History

United States
- Name: USS Mustang
- Namesake: Mustang
- Builder: H. K. Hall
- Laid down: as William H. Smith 1899
- Acquired: 28 January 1944
- In service: 17 April 1944
- Out of service: 16 May 1946
- Renamed: 6 February 1944
- Stricken: 5 June 1946
- Fate: Transferred to Maritime Commission

General characteristics
- Displacement: 566 tons
- Length: 170 ft 4 in (51.92 m)
- Beam: 37 ft 6 in (11.43 m)
- Depth of hold: 12 ft 8 in (3.86 m)
- Armament: None

= USS Mustang (IX-155) =

US navy schooner built in 1899

USS Mustang (IX‑155) was a four‑master wooden schooner in the United States Navy.

Mustang was built as William H. Smith in 1899 by H. K. Hall, Port Blakely, Washington, U.S. During the next four decades, she sailed the Pacific coast between San Francisco and Alaskan ports in the fishing trade. She was acquired by the United States Navy from Alaska Salmon Co. of San Francisco, 28 January 1944; converted for Navy use by Pacific Drydock & Repair Co., Oakland, California; and renamed Mustang 6 February 1944.
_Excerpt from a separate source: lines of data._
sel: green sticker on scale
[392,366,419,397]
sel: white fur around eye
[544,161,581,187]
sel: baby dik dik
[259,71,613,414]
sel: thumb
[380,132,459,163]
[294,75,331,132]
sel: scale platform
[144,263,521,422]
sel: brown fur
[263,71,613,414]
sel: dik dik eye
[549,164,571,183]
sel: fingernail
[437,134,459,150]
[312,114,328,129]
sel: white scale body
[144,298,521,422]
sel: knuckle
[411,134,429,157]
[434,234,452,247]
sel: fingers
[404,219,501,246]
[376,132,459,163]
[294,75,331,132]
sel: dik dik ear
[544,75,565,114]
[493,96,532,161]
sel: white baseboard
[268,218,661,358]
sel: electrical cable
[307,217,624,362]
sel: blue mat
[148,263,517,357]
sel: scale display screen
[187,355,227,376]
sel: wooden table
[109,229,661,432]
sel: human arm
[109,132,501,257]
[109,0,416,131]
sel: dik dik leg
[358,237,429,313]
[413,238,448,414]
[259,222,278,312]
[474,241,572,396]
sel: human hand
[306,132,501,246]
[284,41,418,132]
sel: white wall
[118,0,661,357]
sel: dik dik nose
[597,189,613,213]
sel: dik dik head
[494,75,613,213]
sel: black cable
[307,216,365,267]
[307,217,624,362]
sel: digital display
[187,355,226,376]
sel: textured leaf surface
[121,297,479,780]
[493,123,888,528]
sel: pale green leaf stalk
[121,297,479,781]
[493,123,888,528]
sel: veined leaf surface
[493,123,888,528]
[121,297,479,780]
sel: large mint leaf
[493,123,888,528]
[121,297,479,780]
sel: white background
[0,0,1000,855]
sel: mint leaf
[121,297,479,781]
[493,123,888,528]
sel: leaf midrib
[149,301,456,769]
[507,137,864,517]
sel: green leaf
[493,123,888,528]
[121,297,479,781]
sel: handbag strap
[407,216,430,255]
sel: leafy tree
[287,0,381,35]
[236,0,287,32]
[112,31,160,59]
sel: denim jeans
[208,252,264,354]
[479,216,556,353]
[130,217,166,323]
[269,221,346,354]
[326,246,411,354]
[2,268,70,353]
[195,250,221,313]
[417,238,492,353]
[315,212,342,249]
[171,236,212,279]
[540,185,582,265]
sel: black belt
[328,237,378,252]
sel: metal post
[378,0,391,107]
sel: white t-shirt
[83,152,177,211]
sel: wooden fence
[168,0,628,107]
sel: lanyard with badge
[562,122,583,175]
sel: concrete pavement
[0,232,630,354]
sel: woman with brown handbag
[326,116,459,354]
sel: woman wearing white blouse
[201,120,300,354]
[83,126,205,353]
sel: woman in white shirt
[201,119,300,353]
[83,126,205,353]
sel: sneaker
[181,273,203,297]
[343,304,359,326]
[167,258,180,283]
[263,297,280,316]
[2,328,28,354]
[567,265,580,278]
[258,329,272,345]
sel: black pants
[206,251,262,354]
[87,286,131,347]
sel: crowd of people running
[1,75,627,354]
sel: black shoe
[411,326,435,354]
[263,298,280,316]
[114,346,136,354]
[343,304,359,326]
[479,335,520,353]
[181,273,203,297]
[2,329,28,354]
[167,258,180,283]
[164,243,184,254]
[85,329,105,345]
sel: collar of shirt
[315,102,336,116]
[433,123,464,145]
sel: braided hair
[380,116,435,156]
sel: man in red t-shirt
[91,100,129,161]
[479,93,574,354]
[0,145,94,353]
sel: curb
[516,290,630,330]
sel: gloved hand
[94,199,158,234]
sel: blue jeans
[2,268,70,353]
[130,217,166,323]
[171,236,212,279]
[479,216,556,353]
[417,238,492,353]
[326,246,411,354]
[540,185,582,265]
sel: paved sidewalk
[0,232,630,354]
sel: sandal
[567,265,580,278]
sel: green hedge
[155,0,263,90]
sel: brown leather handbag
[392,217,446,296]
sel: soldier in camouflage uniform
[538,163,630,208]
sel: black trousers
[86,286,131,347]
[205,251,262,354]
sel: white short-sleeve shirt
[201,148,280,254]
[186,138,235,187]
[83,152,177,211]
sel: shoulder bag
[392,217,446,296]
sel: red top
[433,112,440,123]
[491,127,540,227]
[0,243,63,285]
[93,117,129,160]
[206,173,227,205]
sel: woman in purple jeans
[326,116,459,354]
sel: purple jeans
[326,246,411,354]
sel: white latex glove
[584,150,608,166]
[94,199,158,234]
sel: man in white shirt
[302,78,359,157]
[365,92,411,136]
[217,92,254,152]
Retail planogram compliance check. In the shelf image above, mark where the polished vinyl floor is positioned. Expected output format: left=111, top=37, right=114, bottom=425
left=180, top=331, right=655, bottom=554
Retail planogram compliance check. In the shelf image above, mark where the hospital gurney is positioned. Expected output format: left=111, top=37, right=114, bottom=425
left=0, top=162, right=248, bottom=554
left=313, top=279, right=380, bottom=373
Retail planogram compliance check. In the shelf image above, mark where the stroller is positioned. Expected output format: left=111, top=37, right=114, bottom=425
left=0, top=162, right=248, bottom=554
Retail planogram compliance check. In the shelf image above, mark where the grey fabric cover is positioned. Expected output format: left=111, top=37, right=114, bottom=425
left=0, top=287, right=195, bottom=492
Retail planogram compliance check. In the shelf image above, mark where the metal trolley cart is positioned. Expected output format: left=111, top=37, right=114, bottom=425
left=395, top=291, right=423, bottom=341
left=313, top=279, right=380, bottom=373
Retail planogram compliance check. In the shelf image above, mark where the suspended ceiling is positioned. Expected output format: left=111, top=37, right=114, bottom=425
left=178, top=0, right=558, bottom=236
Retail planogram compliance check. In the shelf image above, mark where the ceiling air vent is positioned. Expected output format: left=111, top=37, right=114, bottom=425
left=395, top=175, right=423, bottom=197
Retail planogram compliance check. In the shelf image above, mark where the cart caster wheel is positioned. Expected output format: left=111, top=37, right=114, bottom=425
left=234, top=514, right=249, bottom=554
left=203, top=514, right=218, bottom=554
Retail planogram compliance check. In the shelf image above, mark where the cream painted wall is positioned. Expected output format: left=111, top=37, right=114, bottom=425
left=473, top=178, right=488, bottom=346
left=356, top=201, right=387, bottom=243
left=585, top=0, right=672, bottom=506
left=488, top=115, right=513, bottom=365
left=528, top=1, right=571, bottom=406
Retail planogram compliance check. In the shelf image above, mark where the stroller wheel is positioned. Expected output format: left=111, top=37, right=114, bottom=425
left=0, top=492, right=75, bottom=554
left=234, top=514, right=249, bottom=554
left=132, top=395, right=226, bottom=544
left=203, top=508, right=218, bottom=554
Following completion of her conversion 17 April 1944, Mustang was assigned to the Amphibious Training Base at Coronado, California. During the remainder of World War II she provided training facilities at Coronado. She was declared surplus to Navy needs 16 May 1946, her name struck from the Navy list 5 June, and she was transferred to the Maritime Commission. Subsequently, she was sold to Arthur Banks of Los Angeles, California.